Nurses need to understand how laws relating to advance care directives and medical decision-making may play out in a clinical setting, says Meagan Adams, a registered nurse and the Advance Care Planning Coordinator at Bendigo Health.
Under the Medical Treatment Planning and Decisions Act 2016 if a patient cannot communicate their care preferences, healthcare workers have to make ‘reasonable efforts’ to locate a patient’s advance care directive, and follow it.
Reasonable efforts to locate an advance care directive or a medical treatment decision maker may include checking a patient’s clinical record, asking any friends or family present, contacting the next of kin or emergency contact on the patient’s medical record, the person’s GP or another health facility they may have attended.
It is not reasonable to delay medical treatment to locate an advance care directive if this would cause the person’s health to significantly deteriorate.
If there is no directive, you ask the medical treatment decision maker, nominated by the patient. If there is no nominated treatment decision maker, you must decide if the medical treatment is significant or routine.
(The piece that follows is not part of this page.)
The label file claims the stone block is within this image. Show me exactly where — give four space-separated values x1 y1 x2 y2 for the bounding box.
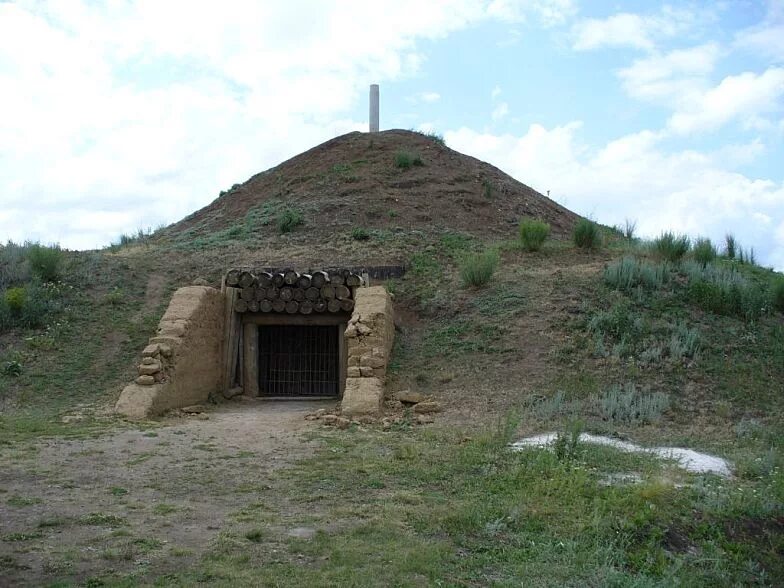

Significant treatment is any medical treatment that involves significant bodily intrusion, risk to the patient, side effects or distress to the person.
If significant treatment is required and there is no advance care directive or nominated decision maker, a hierarchy of decision makers applies.
The medical decision maker hierarchy
A guardian appointed by VCAT; followed by the first available and willing person with a close and continuing relationship with the person, in this order:
- the spouse or domestic partner
- the primary carer of the person
- the oldest adult child of the person
- the oldest parent of the person
- the oldest adult sibling of the person.
Ms Adams said if the oldest adult child did not have a ‘close and continuing relationship’ with the patient, a younger child could ‘trump’ the elder.
Ms Adams, presenting at the 2018 Australian Nurses and Midwives Conference, said: ‘We’ve all seen the scenario where mum’s living with her daughter, the daughter knows her really well and goes to all of her appointments but mum gets sick and the daughter’s the youngest,’ she said. ‘So it’s about us having good conversations (with patients), working through the hierarchy and talking to people about who their medical decision maker is.’
If someone doesn’t have a partner or children but is close to their niece or nephew, the niece or nephew should be encouraged to formalise their carer role, or the public advocate would be appointed to make medical decisions.
‘It’s very important to talk to your patients while they’re competent and while they can make these decisions and also for yourself, think about who’s your medical decision maker.
‘If you’re looking at this list and thinking “No way!” you need to get the forms out and start filling them in for yourself. This is not only about old people, this is not only about chronic illness, this is about all of us.’
The Act provides that a person cannot refuse palliative care in an instructional directive and that a medical treatment decision maker cannot refuse palliative care. A person can, however, include statements about palliative care in a values directive.